So we have a great understanding now of membrane structure and some
of the things that we find in the membrane which include proteins.
Many of these proteins are involved in transport
across cell membranes which is the topic of this lecture.
So in this lecture, we will be differentiating
between three mechanisms of passsive transport,
that is transport that does not require energy.
By the end of the lecture, you should be able to diagram
the association between primary active transport
and secondary active transport.
And in addition, you should be able to distinguish
between three different modes of bulk passage.
So we'll begin by exploring what we mean by passive transport.
Passive transport is mainly dependent on concentration gradients.

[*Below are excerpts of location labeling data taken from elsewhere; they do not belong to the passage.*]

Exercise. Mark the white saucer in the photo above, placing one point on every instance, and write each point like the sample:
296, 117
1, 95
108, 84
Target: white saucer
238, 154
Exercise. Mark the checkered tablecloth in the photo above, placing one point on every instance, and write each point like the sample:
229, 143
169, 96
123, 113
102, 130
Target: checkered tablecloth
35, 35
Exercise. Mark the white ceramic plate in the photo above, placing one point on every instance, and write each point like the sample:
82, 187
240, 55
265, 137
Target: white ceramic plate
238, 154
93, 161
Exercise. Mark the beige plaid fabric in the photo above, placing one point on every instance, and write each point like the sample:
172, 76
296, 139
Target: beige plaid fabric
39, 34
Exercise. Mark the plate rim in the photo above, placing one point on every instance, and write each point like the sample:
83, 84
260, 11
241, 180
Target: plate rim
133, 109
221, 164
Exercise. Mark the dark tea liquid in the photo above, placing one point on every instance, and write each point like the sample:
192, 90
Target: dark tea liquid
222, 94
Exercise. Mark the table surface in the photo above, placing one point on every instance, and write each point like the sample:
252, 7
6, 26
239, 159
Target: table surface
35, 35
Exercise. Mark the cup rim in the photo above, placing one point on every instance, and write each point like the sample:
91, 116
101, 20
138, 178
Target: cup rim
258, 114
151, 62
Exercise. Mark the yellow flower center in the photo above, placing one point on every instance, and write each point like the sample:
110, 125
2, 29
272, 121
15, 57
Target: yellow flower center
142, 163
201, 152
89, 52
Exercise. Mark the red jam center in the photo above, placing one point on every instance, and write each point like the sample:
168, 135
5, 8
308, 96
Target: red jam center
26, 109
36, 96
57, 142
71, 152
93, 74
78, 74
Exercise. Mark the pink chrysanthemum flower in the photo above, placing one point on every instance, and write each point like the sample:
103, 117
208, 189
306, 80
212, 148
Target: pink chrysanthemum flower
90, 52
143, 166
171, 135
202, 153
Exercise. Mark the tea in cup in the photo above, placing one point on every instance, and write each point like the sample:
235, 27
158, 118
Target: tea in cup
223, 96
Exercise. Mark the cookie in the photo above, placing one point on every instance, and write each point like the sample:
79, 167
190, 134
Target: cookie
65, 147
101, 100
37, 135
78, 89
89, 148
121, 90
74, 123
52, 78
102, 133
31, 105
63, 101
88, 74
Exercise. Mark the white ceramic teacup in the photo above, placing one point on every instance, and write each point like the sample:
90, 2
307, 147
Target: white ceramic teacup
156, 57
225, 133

So for example, an area of high concentration
and an area of low concentration,
we can see movement from high concentration to low concentration
just based on movement of particles in the air, atomic movement.
Remember when it's warmer, things move faster,
when it's cooler, things move slower.
So if I were to spray some perfume in this corner of the room,
eventually the people over in that corner of the room
will smell the perfume. This is simple diffusion.

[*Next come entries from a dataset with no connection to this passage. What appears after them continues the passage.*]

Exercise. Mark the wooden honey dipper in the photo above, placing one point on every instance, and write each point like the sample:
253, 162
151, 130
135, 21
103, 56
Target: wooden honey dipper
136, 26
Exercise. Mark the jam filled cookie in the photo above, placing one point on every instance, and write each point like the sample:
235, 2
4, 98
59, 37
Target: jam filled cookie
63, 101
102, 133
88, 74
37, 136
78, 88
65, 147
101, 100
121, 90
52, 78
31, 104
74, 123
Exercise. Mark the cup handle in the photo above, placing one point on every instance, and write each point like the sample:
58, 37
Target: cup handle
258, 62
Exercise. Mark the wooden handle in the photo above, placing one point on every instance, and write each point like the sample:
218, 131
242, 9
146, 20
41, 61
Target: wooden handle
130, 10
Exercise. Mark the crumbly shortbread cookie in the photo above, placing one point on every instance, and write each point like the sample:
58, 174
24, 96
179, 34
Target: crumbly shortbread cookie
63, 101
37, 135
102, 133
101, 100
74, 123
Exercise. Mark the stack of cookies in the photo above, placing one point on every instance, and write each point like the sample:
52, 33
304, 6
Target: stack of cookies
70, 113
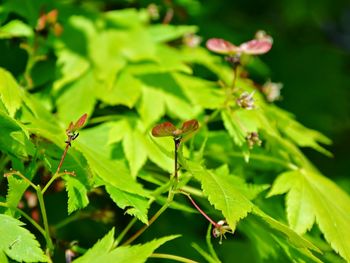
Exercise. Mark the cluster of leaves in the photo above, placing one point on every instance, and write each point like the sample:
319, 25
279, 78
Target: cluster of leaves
128, 74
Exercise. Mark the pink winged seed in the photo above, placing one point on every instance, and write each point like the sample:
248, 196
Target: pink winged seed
164, 129
189, 126
256, 46
221, 46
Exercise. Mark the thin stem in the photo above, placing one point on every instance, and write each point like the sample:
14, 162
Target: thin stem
53, 178
44, 215
68, 220
22, 176
177, 142
173, 257
209, 244
124, 232
64, 154
24, 214
150, 222
235, 67
199, 209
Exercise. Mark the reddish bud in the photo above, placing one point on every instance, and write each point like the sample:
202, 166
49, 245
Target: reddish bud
256, 46
57, 29
261, 45
80, 122
41, 22
164, 129
189, 126
221, 46
74, 127
168, 129
51, 17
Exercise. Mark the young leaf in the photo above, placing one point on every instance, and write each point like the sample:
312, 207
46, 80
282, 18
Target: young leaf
137, 205
224, 193
164, 129
134, 149
77, 194
10, 92
68, 107
102, 247
16, 188
102, 251
17, 242
314, 197
135, 254
15, 28
93, 144
14, 137
303, 245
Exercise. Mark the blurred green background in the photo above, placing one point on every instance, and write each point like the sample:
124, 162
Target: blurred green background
310, 56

Now when we have simple diffusion occuring,
there's no energy required.
It would take some energy however
if we wanted to put the perfume back in the bottle.
So that would be active transport.
So passive transport requires absolutely no energy.
Things will diffuse through the environment
or throughout the cell.
Now if we have a cell membrane in the way,
can things pass through that cell membrane?
And the question comes with
what can actually pass through the cell membrane?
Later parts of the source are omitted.